Saturday, April 13, 2013

Python multiprocessing: 8x speed in 8 lines of code

At work last week I demo'ed some python parallel processing tricks.  Nothing fancy -- just standard usage of the multiprocessing library -- but these things can be a revelation if you haven't seen them before.

Like many things, python makes basic multiprocessing very easy: ~8 more lines of code can let you use all 8 cores of your laptop.  In practical terms, it's lovely to improve your workflow from "run algorithm preprocessing overnight" to "run algorithm preprocessing during lunch."


Here's how it's done.

from multiprocessing import Pool

def my_function( a_single_argument ):
    # e.g. "accepts a filename and returns results in a tuple"
    ...

my_data_list = [...]
my_pool = Pool()
my_results = my_pool.map( my_func, my_list )

That's all it takes.  A few tips:

First, the mapped function can only accept a single argument.  This is usually pretty easy to solve, by wrapping the arguments as a tuple:

def my_function( threeple_arg ):
    arg_1, arg_2, arg_3 = threeple_arg
    ...

Second, debugging in multiprocessing is a pain.  I often invoke the function this way first for debugging, then switch to multiprocessing once I know everything works:

#my_results = [my_func(item) for item in my_data_list]

It's a little hacky, but I'll often leave the line as a comment throughout development, switching between serial and parallel processing as need demands.

Last, a hint on Pool: you can pass an integer to the initialization routine to tell it how many subprocesses to use:

my_pool = Pool(5)

If you omit the argument, python assumes you want to run as many subprocesses (not threads!) as you have cores (e.g. 8 on a MacBooks pro).  If you want to save some processing power for other tasks, you might want to specify something lower, like 6.
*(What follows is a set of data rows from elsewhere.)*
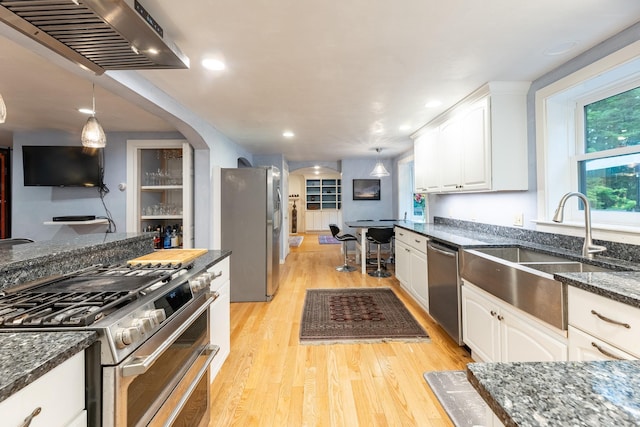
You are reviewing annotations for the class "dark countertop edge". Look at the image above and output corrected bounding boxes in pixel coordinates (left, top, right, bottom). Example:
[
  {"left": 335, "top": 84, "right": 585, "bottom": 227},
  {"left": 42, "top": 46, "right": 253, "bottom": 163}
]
[
  {"left": 0, "top": 331, "right": 98, "bottom": 402},
  {"left": 466, "top": 363, "right": 517, "bottom": 427},
  {"left": 395, "top": 222, "right": 640, "bottom": 308},
  {"left": 0, "top": 233, "right": 153, "bottom": 273}
]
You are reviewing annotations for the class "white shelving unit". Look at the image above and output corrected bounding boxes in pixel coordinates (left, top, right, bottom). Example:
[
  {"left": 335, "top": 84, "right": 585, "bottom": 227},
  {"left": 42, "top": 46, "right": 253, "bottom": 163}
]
[{"left": 127, "top": 140, "right": 194, "bottom": 248}]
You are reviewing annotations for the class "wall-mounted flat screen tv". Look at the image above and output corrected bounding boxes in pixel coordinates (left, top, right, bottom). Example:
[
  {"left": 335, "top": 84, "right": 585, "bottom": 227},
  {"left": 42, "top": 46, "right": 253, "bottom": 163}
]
[
  {"left": 22, "top": 145, "right": 102, "bottom": 187},
  {"left": 353, "top": 179, "right": 380, "bottom": 200}
]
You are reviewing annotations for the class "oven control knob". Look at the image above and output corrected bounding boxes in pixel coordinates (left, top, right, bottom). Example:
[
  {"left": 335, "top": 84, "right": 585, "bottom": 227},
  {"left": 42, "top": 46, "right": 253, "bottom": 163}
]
[
  {"left": 189, "top": 277, "right": 206, "bottom": 292},
  {"left": 145, "top": 308, "right": 167, "bottom": 326},
  {"left": 131, "top": 317, "right": 154, "bottom": 334},
  {"left": 116, "top": 326, "right": 142, "bottom": 348}
]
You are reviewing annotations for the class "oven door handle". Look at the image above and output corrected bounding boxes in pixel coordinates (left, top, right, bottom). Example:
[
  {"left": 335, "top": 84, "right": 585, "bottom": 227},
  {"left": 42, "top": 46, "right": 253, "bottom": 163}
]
[
  {"left": 121, "top": 297, "right": 214, "bottom": 377},
  {"left": 164, "top": 344, "right": 220, "bottom": 426}
]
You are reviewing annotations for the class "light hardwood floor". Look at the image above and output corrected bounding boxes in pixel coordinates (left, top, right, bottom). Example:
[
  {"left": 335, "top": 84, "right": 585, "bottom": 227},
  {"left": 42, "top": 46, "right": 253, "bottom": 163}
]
[{"left": 211, "top": 234, "right": 472, "bottom": 427}]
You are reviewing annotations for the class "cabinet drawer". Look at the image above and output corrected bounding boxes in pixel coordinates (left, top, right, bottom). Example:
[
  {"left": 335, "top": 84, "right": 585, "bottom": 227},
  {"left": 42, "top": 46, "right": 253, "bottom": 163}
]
[
  {"left": 207, "top": 257, "right": 230, "bottom": 291},
  {"left": 395, "top": 227, "right": 429, "bottom": 253},
  {"left": 0, "top": 352, "right": 86, "bottom": 427},
  {"left": 569, "top": 326, "right": 636, "bottom": 362},
  {"left": 568, "top": 286, "right": 640, "bottom": 356}
]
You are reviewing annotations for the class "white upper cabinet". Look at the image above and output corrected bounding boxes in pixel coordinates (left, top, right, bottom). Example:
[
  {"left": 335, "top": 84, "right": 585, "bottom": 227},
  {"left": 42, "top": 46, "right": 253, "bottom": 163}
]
[{"left": 413, "top": 82, "right": 530, "bottom": 193}]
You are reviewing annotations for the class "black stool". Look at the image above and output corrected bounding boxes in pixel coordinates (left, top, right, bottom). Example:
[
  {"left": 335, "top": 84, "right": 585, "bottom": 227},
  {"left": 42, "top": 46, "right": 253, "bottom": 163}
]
[
  {"left": 329, "top": 224, "right": 358, "bottom": 273},
  {"left": 367, "top": 228, "right": 393, "bottom": 277}
]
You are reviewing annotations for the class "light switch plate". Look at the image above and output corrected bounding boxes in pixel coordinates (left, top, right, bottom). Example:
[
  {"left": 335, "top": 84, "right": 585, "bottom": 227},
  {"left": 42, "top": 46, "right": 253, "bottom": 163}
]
[{"left": 513, "top": 212, "right": 524, "bottom": 227}]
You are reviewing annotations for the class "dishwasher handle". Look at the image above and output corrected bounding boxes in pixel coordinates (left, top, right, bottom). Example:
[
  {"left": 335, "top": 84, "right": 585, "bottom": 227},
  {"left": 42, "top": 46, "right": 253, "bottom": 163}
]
[{"left": 427, "top": 242, "right": 458, "bottom": 258}]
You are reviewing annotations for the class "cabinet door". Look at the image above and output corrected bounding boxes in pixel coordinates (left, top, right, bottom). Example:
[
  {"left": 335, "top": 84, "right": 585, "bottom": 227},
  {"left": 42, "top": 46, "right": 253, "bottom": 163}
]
[
  {"left": 569, "top": 326, "right": 636, "bottom": 362},
  {"left": 410, "top": 249, "right": 429, "bottom": 312},
  {"left": 457, "top": 98, "right": 491, "bottom": 191},
  {"left": 462, "top": 283, "right": 500, "bottom": 362},
  {"left": 499, "top": 307, "right": 568, "bottom": 362},
  {"left": 396, "top": 240, "right": 411, "bottom": 290},
  {"left": 413, "top": 127, "right": 440, "bottom": 193},
  {"left": 438, "top": 120, "right": 463, "bottom": 191}
]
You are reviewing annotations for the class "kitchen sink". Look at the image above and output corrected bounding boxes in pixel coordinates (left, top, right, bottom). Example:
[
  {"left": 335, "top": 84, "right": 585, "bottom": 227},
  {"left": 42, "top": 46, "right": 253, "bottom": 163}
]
[{"left": 460, "top": 247, "right": 616, "bottom": 330}]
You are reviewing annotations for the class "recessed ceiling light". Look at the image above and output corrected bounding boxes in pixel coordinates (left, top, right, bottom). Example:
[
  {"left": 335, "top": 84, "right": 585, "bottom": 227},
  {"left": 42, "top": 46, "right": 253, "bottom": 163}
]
[
  {"left": 202, "top": 58, "right": 227, "bottom": 71},
  {"left": 424, "top": 99, "right": 442, "bottom": 108},
  {"left": 544, "top": 41, "right": 578, "bottom": 56}
]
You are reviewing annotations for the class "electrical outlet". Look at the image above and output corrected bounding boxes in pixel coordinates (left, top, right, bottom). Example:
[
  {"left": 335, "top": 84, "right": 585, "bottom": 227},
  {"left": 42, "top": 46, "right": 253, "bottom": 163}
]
[{"left": 513, "top": 212, "right": 524, "bottom": 227}]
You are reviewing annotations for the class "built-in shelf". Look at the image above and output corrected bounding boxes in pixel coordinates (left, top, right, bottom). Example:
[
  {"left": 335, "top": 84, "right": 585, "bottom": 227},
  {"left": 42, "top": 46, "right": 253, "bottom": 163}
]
[{"left": 44, "top": 218, "right": 109, "bottom": 225}]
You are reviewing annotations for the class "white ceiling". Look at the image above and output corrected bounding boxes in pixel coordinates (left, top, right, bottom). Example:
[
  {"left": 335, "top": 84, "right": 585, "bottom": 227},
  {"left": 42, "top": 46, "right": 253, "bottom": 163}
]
[{"left": 0, "top": 0, "right": 640, "bottom": 161}]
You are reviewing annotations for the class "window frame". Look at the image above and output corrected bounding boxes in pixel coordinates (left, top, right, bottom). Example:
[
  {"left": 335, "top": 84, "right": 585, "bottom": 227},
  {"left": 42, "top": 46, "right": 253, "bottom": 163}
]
[{"left": 535, "top": 42, "right": 640, "bottom": 243}]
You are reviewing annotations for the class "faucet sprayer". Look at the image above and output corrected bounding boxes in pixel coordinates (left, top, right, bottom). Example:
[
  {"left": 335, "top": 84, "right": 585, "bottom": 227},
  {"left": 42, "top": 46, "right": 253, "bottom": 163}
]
[{"left": 552, "top": 192, "right": 607, "bottom": 259}]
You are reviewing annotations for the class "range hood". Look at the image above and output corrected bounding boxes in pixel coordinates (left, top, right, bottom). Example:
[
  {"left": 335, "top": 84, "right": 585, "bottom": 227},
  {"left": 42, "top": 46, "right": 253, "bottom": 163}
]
[{"left": 0, "top": 0, "right": 189, "bottom": 74}]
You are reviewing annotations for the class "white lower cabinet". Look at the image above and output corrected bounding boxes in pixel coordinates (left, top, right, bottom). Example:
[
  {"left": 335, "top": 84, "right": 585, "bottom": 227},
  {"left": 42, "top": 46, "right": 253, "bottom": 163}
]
[
  {"left": 0, "top": 352, "right": 87, "bottom": 427},
  {"left": 395, "top": 227, "right": 429, "bottom": 312},
  {"left": 568, "top": 286, "right": 640, "bottom": 361},
  {"left": 462, "top": 281, "right": 568, "bottom": 362},
  {"left": 208, "top": 257, "right": 231, "bottom": 382}
]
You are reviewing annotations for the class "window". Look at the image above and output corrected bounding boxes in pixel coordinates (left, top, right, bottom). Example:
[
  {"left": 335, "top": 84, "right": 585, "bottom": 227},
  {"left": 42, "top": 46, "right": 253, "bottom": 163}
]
[
  {"left": 536, "top": 42, "right": 640, "bottom": 234},
  {"left": 577, "top": 87, "right": 640, "bottom": 212}
]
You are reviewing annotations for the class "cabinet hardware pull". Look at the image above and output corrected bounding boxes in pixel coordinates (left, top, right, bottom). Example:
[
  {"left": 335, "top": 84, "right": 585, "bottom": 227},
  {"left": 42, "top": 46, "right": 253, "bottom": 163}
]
[
  {"left": 19, "top": 406, "right": 42, "bottom": 427},
  {"left": 591, "top": 310, "right": 631, "bottom": 329},
  {"left": 591, "top": 342, "right": 624, "bottom": 360}
]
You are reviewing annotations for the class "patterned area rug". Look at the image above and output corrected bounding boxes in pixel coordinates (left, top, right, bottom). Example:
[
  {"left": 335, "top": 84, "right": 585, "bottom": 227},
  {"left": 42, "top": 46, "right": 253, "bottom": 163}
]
[
  {"left": 289, "top": 236, "right": 304, "bottom": 248},
  {"left": 318, "top": 235, "right": 341, "bottom": 245},
  {"left": 424, "top": 371, "right": 487, "bottom": 427},
  {"left": 300, "top": 288, "right": 429, "bottom": 344}
]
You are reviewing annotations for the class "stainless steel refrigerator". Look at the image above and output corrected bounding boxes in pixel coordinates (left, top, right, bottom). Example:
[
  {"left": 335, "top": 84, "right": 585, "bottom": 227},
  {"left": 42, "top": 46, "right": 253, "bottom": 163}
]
[{"left": 221, "top": 166, "right": 282, "bottom": 302}]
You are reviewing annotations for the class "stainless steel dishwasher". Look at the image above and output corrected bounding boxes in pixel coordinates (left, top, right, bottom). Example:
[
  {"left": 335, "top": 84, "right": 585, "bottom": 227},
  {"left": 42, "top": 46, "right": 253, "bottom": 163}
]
[{"left": 427, "top": 240, "right": 463, "bottom": 345}]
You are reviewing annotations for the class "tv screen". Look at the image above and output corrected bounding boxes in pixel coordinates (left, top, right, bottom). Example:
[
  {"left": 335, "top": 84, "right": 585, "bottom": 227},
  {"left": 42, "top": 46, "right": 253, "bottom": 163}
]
[
  {"left": 22, "top": 145, "right": 102, "bottom": 187},
  {"left": 353, "top": 179, "right": 380, "bottom": 200}
]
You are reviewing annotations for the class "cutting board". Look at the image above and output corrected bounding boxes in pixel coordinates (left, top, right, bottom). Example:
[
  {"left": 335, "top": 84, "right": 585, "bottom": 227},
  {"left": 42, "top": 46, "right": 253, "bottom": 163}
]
[{"left": 127, "top": 249, "right": 208, "bottom": 264}]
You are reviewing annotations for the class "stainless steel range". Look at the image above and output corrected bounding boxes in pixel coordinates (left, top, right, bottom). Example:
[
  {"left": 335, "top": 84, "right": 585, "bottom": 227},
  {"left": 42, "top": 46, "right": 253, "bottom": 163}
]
[{"left": 0, "top": 263, "right": 218, "bottom": 427}]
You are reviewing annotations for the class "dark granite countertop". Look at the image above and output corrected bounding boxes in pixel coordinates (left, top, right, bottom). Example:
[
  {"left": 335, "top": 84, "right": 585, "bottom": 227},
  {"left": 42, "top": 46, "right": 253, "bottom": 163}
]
[
  {"left": 467, "top": 360, "right": 640, "bottom": 427},
  {"left": 396, "top": 222, "right": 640, "bottom": 308},
  {"left": 0, "top": 331, "right": 98, "bottom": 401},
  {"left": 0, "top": 233, "right": 153, "bottom": 290}
]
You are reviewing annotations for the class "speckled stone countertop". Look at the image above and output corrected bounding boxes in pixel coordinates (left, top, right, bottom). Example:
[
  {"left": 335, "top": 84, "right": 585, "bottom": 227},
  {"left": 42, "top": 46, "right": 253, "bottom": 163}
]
[
  {"left": 0, "top": 233, "right": 153, "bottom": 290},
  {"left": 467, "top": 360, "right": 640, "bottom": 427},
  {"left": 397, "top": 222, "right": 640, "bottom": 308},
  {"left": 0, "top": 331, "right": 98, "bottom": 402}
]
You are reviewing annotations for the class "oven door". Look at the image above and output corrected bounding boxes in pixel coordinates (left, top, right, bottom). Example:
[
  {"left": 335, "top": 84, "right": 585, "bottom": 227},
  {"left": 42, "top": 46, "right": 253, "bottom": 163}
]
[{"left": 102, "top": 295, "right": 218, "bottom": 427}]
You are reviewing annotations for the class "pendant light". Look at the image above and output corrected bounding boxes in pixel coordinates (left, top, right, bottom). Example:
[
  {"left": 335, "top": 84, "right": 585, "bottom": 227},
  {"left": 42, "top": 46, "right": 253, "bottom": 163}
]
[
  {"left": 0, "top": 91, "right": 7, "bottom": 123},
  {"left": 370, "top": 148, "right": 391, "bottom": 177},
  {"left": 81, "top": 83, "right": 107, "bottom": 148}
]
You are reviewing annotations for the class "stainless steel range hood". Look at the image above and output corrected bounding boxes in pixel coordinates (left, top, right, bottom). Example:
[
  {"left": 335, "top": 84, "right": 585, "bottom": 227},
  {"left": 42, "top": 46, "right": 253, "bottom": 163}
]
[{"left": 0, "top": 0, "right": 189, "bottom": 74}]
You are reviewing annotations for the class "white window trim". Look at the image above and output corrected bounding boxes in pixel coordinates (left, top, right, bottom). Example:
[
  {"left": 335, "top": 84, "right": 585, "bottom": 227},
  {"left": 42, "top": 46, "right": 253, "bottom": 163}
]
[{"left": 534, "top": 42, "right": 640, "bottom": 244}]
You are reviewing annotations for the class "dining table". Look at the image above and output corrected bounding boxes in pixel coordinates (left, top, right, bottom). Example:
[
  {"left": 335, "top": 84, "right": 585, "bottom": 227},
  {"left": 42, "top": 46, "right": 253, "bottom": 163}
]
[{"left": 344, "top": 219, "right": 404, "bottom": 274}]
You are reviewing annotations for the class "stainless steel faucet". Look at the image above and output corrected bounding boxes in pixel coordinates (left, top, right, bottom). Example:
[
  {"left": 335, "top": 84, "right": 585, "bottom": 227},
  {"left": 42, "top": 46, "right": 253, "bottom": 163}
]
[{"left": 553, "top": 192, "right": 607, "bottom": 259}]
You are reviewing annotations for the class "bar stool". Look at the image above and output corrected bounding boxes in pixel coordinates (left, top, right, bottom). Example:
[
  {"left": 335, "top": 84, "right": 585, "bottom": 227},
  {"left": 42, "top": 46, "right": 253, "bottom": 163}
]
[
  {"left": 329, "top": 224, "right": 358, "bottom": 273},
  {"left": 367, "top": 228, "right": 393, "bottom": 277}
]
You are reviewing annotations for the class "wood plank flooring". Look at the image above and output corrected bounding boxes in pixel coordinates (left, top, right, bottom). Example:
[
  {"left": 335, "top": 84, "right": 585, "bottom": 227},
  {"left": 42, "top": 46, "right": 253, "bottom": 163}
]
[{"left": 210, "top": 233, "right": 472, "bottom": 427}]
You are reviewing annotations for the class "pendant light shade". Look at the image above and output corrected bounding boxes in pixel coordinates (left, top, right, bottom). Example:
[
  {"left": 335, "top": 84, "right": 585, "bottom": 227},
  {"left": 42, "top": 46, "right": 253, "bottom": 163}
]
[
  {"left": 81, "top": 84, "right": 107, "bottom": 148},
  {"left": 370, "top": 148, "right": 391, "bottom": 177},
  {"left": 0, "top": 95, "right": 7, "bottom": 123}
]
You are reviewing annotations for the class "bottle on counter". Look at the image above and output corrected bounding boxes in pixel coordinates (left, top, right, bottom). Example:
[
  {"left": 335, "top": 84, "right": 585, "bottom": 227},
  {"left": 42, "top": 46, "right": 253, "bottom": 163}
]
[
  {"left": 163, "top": 225, "right": 171, "bottom": 249},
  {"left": 171, "top": 227, "right": 178, "bottom": 248}
]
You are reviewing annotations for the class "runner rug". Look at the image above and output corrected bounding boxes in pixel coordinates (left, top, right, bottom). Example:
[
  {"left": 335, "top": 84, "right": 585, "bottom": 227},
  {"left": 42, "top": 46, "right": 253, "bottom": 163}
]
[
  {"left": 423, "top": 371, "right": 487, "bottom": 427},
  {"left": 289, "top": 236, "right": 304, "bottom": 248},
  {"left": 300, "top": 288, "right": 429, "bottom": 344},
  {"left": 318, "top": 235, "right": 341, "bottom": 245}
]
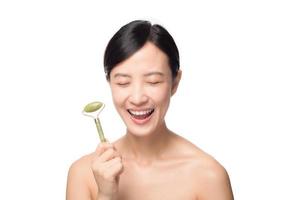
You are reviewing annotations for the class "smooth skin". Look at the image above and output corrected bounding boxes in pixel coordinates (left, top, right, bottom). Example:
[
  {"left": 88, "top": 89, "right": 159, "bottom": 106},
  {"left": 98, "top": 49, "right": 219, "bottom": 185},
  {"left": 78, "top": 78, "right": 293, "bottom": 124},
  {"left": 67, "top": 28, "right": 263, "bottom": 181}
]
[{"left": 66, "top": 42, "right": 233, "bottom": 200}]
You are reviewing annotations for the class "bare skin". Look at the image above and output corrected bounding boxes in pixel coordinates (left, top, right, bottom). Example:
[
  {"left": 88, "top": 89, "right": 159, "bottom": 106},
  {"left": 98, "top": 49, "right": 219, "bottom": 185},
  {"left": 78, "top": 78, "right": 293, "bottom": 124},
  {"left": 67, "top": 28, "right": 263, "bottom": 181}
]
[
  {"left": 67, "top": 130, "right": 233, "bottom": 200},
  {"left": 67, "top": 42, "right": 233, "bottom": 200}
]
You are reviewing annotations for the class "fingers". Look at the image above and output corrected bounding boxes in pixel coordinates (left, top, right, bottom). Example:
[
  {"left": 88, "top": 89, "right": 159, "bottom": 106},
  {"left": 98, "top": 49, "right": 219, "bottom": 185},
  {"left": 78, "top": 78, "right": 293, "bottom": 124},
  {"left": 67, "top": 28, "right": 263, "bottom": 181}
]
[{"left": 95, "top": 143, "right": 121, "bottom": 162}]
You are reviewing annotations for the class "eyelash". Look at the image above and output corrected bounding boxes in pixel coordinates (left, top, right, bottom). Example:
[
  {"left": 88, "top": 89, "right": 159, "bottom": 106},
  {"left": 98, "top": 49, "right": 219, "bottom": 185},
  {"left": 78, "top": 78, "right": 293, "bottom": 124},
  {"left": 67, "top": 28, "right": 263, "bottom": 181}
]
[{"left": 148, "top": 81, "right": 161, "bottom": 85}]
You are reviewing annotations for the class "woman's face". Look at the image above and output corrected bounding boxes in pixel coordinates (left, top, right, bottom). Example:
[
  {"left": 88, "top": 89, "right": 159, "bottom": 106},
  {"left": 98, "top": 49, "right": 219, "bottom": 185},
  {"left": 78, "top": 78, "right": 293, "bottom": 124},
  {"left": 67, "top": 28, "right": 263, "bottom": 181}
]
[{"left": 110, "top": 42, "right": 181, "bottom": 136}]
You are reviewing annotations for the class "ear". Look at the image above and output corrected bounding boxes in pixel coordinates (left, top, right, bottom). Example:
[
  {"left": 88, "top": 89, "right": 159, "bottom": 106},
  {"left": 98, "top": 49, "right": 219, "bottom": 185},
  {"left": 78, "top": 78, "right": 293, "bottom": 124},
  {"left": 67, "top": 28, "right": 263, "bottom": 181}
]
[{"left": 171, "top": 69, "right": 182, "bottom": 96}]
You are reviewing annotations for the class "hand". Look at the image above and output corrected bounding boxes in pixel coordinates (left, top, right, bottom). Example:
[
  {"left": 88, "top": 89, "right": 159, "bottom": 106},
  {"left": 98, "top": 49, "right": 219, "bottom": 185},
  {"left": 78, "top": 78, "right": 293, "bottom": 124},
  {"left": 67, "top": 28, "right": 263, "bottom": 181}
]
[{"left": 92, "top": 143, "right": 123, "bottom": 199}]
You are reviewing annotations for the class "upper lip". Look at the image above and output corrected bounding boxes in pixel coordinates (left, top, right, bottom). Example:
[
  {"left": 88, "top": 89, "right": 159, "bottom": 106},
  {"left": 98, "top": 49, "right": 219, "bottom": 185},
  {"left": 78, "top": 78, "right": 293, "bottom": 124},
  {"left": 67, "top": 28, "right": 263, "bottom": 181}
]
[{"left": 127, "top": 107, "right": 154, "bottom": 111}]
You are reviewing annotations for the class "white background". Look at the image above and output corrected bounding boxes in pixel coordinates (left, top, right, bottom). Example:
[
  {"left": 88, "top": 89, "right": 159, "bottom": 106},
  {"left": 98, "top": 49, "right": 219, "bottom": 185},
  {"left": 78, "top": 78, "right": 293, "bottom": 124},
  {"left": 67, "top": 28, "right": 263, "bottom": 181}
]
[{"left": 0, "top": 0, "right": 300, "bottom": 200}]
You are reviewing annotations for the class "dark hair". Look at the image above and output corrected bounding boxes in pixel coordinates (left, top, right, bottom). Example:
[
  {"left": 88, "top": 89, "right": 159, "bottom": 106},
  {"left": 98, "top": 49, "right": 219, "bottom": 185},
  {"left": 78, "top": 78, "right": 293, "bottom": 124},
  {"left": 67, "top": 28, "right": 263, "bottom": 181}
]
[{"left": 104, "top": 20, "right": 179, "bottom": 80}]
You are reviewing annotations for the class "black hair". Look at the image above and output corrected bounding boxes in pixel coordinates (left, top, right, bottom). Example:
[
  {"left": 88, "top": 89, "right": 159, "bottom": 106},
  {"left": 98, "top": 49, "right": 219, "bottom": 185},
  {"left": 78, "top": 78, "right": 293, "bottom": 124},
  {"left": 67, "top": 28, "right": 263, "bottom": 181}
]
[{"left": 104, "top": 20, "right": 179, "bottom": 80}]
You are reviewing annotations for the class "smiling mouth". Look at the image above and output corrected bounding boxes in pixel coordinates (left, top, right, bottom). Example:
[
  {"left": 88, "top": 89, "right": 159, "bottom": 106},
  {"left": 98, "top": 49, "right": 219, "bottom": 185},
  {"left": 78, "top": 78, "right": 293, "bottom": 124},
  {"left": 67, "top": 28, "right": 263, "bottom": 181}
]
[{"left": 127, "top": 108, "right": 154, "bottom": 120}]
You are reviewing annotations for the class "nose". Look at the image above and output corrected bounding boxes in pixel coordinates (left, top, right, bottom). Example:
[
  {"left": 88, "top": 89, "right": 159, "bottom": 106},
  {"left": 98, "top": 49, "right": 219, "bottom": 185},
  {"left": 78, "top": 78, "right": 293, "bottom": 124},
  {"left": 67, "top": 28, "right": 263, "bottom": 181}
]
[{"left": 129, "top": 84, "right": 148, "bottom": 106}]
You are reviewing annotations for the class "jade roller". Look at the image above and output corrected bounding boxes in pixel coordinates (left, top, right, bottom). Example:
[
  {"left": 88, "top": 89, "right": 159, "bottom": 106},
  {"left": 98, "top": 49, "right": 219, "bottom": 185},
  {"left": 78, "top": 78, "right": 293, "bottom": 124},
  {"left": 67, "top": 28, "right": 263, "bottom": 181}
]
[{"left": 82, "top": 101, "right": 107, "bottom": 143}]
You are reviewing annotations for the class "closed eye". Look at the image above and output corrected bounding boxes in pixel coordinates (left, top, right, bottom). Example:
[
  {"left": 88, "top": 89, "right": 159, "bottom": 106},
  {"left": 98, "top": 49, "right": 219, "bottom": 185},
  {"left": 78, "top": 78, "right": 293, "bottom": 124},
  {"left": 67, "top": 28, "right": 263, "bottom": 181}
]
[
  {"left": 148, "top": 81, "right": 161, "bottom": 85},
  {"left": 116, "top": 82, "right": 129, "bottom": 87}
]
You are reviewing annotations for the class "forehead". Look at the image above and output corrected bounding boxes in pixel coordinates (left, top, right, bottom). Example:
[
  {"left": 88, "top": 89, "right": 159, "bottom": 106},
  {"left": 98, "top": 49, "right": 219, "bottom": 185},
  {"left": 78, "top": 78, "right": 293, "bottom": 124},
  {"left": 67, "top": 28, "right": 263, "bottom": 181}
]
[{"left": 111, "top": 42, "right": 171, "bottom": 75}]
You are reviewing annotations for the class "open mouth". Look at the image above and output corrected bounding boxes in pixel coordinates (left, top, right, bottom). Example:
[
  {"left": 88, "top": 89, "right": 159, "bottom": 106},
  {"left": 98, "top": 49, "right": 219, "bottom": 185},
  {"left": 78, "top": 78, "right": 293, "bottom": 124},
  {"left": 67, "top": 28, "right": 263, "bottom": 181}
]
[{"left": 127, "top": 108, "right": 154, "bottom": 120}]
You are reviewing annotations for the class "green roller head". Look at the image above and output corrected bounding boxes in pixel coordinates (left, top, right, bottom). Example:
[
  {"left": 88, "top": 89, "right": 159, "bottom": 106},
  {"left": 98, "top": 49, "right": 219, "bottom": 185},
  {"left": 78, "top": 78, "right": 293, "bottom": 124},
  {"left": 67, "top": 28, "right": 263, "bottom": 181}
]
[
  {"left": 83, "top": 101, "right": 104, "bottom": 113},
  {"left": 82, "top": 101, "right": 106, "bottom": 142}
]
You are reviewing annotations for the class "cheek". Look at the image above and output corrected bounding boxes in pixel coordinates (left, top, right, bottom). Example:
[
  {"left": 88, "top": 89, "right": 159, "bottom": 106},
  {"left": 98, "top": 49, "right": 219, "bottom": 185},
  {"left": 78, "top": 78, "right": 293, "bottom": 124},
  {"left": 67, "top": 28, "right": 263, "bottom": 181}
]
[
  {"left": 111, "top": 87, "right": 126, "bottom": 107},
  {"left": 151, "top": 85, "right": 171, "bottom": 104}
]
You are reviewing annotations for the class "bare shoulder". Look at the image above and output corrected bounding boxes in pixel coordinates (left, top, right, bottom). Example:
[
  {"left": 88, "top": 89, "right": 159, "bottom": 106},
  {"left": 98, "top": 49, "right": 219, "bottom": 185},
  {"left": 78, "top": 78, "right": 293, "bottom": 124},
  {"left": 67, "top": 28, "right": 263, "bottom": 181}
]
[
  {"left": 172, "top": 136, "right": 233, "bottom": 200},
  {"left": 66, "top": 153, "right": 93, "bottom": 200}
]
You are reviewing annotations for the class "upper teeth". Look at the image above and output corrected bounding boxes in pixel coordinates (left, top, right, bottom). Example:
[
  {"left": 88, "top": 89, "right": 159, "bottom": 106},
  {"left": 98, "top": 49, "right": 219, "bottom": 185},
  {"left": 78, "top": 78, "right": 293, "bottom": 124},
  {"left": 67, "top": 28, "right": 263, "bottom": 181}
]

If you're running tasks with high latency (e.g. web spidering, or lots of disk read/writes across a network) it sometimes makes sense to use more subprocesses than you have cores.  For example, I'll often throw 40 pool workers at a quick web-scraping script, just to speed things up.  However, if performance really matters, Pools with latency are very hard to tune and scale.  For anything more than a one-off data grab, you'll be better off with a queue-based tool, like scrapy, Amazon SQS, or celery.

HTH